Wednesday, January 30, 2008

Economic History (hidden behind controversy)

A recent George Soros op-ed in the Financial Times warned the world of an impending financial crisis, the worst since WWII.

This spawned a flurry of repudiations from market fundamentalists - the true believers.

I have yet to see any economists take on the Soros article. I would be willing to bet some real money (albeit, grad student money) that the outlook is not necessarily so bleak. But this isn't the point I'm trying to make.

As the basis for Soros' article is the historical assertion that the financial crises of the last 70 years have been corrected not by the Market (big M), but by governmental regulatory intervention. He goes on to say that it is the intervention that is artificially keeping us afloat, but it is intervention nonetheless that has saved our economy from collapse.

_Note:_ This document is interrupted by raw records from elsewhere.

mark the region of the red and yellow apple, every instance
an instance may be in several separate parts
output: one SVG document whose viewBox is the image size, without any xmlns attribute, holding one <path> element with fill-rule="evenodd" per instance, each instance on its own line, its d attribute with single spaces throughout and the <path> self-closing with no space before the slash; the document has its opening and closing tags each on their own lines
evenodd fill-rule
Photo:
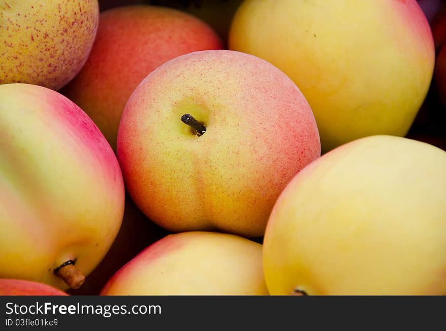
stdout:
<svg viewBox="0 0 446 331">
<path fill-rule="evenodd" d="M 120 270 L 105 296 L 268 295 L 262 245 L 234 235 L 170 235 Z"/>
<path fill-rule="evenodd" d="M 323 152 L 366 136 L 405 135 L 435 59 L 416 0 L 246 0 L 229 48 L 294 82 L 314 113 Z"/>
<path fill-rule="evenodd" d="M 43 87 L 0 85 L 0 278 L 66 289 L 56 275 L 72 271 L 80 286 L 113 242 L 124 199 L 113 150 L 78 106 Z"/>
<path fill-rule="evenodd" d="M 392 136 L 325 154 L 280 195 L 263 266 L 271 295 L 446 294 L 446 152 Z"/>
<path fill-rule="evenodd" d="M 117 155 L 133 201 L 163 228 L 259 237 L 320 144 L 310 106 L 282 72 L 252 55 L 211 50 L 171 60 L 139 84 Z"/>
<path fill-rule="evenodd" d="M 97 0 L 0 3 L 0 84 L 58 90 L 79 72 L 97 30 Z"/>
<path fill-rule="evenodd" d="M 87 63 L 61 93 L 90 116 L 115 149 L 123 110 L 141 81 L 179 55 L 221 47 L 208 25 L 185 13 L 148 6 L 110 9 L 101 13 Z"/>
<path fill-rule="evenodd" d="M 168 234 L 167 231 L 151 222 L 126 196 L 122 224 L 112 247 L 82 286 L 68 293 L 77 296 L 98 295 L 117 271 L 143 249 Z"/>
<path fill-rule="evenodd" d="M 46 284 L 22 279 L 0 279 L 0 296 L 67 296 Z"/>
</svg>

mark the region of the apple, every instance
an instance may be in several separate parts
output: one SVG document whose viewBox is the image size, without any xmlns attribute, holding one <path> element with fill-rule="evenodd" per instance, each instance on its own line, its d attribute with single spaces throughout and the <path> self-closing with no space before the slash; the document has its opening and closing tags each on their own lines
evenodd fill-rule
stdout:
<svg viewBox="0 0 446 331">
<path fill-rule="evenodd" d="M 168 234 L 167 231 L 148 219 L 126 196 L 122 224 L 112 247 L 84 284 L 68 293 L 76 296 L 99 295 L 117 271 L 147 246 Z"/>
<path fill-rule="evenodd" d="M 299 86 L 323 153 L 366 136 L 405 135 L 435 60 L 415 0 L 246 0 L 229 44 L 271 62 Z"/>
<path fill-rule="evenodd" d="M 168 60 L 221 48 L 207 24 L 170 8 L 129 6 L 101 12 L 85 65 L 61 93 L 78 104 L 116 146 L 122 112 L 145 77 Z"/>
<path fill-rule="evenodd" d="M 446 151 L 446 136 L 441 136 L 427 133 L 410 133 L 406 138 L 426 142 Z"/>
<path fill-rule="evenodd" d="M 153 71 L 118 135 L 130 195 L 172 232 L 263 236 L 282 190 L 320 155 L 296 85 L 270 63 L 228 50 L 189 53 Z"/>
<path fill-rule="evenodd" d="M 301 171 L 264 241 L 273 295 L 446 294 L 446 152 L 357 139 Z"/>
<path fill-rule="evenodd" d="M 78 106 L 42 86 L 0 85 L 0 278 L 81 286 L 124 199 L 113 150 Z"/>
<path fill-rule="evenodd" d="M 225 233 L 170 235 L 121 268 L 101 295 L 268 295 L 262 245 Z"/>
<path fill-rule="evenodd" d="M 243 0 L 145 0 L 192 14 L 212 27 L 226 44 L 231 21 Z"/>
<path fill-rule="evenodd" d="M 0 84 L 58 90 L 85 63 L 97 30 L 97 0 L 0 3 Z"/>
<path fill-rule="evenodd" d="M 0 279 L 0 296 L 67 296 L 46 284 L 22 279 Z"/>
<path fill-rule="evenodd" d="M 437 55 L 434 79 L 438 99 L 446 105 L 446 47 L 444 45 Z"/>
</svg>

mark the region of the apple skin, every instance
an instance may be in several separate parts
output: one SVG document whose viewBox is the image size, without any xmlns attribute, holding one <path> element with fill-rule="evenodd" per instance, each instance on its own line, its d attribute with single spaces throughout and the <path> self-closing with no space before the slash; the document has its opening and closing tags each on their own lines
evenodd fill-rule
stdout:
<svg viewBox="0 0 446 331">
<path fill-rule="evenodd" d="M 110 9 L 100 14 L 87 63 L 61 93 L 90 116 L 115 149 L 122 112 L 141 81 L 174 57 L 221 48 L 210 27 L 185 13 L 148 6 Z"/>
<path fill-rule="evenodd" d="M 21 279 L 0 279 L 0 296 L 67 296 L 46 284 Z"/>
<path fill-rule="evenodd" d="M 264 241 L 272 295 L 446 294 L 446 152 L 374 136 L 302 170 Z"/>
<path fill-rule="evenodd" d="M 145 0 L 147 4 L 192 14 L 213 28 L 226 44 L 231 21 L 243 0 Z"/>
<path fill-rule="evenodd" d="M 204 134 L 181 122 L 185 113 L 205 124 Z M 141 83 L 117 155 L 132 199 L 160 226 L 261 237 L 276 199 L 320 143 L 310 106 L 283 72 L 211 50 L 171 60 Z"/>
<path fill-rule="evenodd" d="M 122 224 L 112 247 L 101 263 L 78 289 L 75 296 L 96 296 L 112 276 L 147 246 L 165 237 L 168 232 L 148 219 L 132 199 L 126 197 Z"/>
<path fill-rule="evenodd" d="M 435 60 L 415 0 L 246 0 L 229 44 L 296 83 L 314 113 L 323 153 L 366 136 L 405 135 Z"/>
<path fill-rule="evenodd" d="M 119 230 L 122 174 L 92 121 L 58 92 L 0 85 L 0 278 L 65 290 L 68 260 L 88 275 Z"/>
<path fill-rule="evenodd" d="M 169 235 L 124 266 L 101 295 L 268 295 L 262 245 L 225 233 Z"/>
<path fill-rule="evenodd" d="M 97 0 L 44 3 L 0 3 L 0 84 L 24 83 L 58 90 L 87 60 L 97 30 Z"/>
</svg>

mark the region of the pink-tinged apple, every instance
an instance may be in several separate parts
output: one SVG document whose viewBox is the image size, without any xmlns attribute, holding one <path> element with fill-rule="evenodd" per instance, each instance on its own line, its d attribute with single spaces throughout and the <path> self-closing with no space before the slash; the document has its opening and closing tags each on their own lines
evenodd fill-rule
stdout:
<svg viewBox="0 0 446 331">
<path fill-rule="evenodd" d="M 67 296 L 46 284 L 22 279 L 0 279 L 0 296 Z"/>
<path fill-rule="evenodd" d="M 225 233 L 170 235 L 124 266 L 101 295 L 268 295 L 262 245 Z"/>
<path fill-rule="evenodd" d="M 79 287 L 113 242 L 124 199 L 113 150 L 78 106 L 0 85 L 0 278 Z"/>
<path fill-rule="evenodd" d="M 0 84 L 61 88 L 87 60 L 98 20 L 97 0 L 0 2 Z"/>
<path fill-rule="evenodd" d="M 122 224 L 107 254 L 81 288 L 68 293 L 76 296 L 98 295 L 117 271 L 147 246 L 168 234 L 167 231 L 151 222 L 127 196 Z"/>
<path fill-rule="evenodd" d="M 277 199 L 263 247 L 271 295 L 446 294 L 446 152 L 393 136 L 324 155 Z"/>
<path fill-rule="evenodd" d="M 245 0 L 229 48 L 294 81 L 314 113 L 323 153 L 362 137 L 405 135 L 435 60 L 416 0 Z"/>
<path fill-rule="evenodd" d="M 185 13 L 148 6 L 110 9 L 101 13 L 85 65 L 60 92 L 90 116 L 115 149 L 122 112 L 141 81 L 174 57 L 221 47 L 210 27 Z"/>
<path fill-rule="evenodd" d="M 320 143 L 308 103 L 282 72 L 211 50 L 171 60 L 141 83 L 123 114 L 117 155 L 133 201 L 161 227 L 259 237 Z"/>
</svg>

Intervention. Not the Market itself.

Market fundamentalism is the dogged belief that the market is an animal that, unleashed into the wild, unfettered by constraint, will find true harmony. It's the scientific recounting of the age old liberal theory (careful, not Liberal) that the greater good is served by pursuit of self-interest embodied in property. This medievalized dogmatic belief found its age of reason in Free Market economic theory and has since become the religion of America, with Republicans as true believers and Democrats as lapsed agnostics.

Soros is pointing out the agnostic realism of history. We need government, and as is evidenced by our current financial crisis, governmental regulation in order for our "free market" to work. Is this then a planned economy, socialism behind the sheen of capitalism? The question is just political semantics. This is economic/political/social reality.

There has never been a perfect "free market" society. Locke's original man, living happily consuming the fruits of his own labor, is simply a creative myth. Market fundamentalists might be better served politically by dropping the rhetoric, taking a hard look at history, and inserting a little agnosticism into their lives.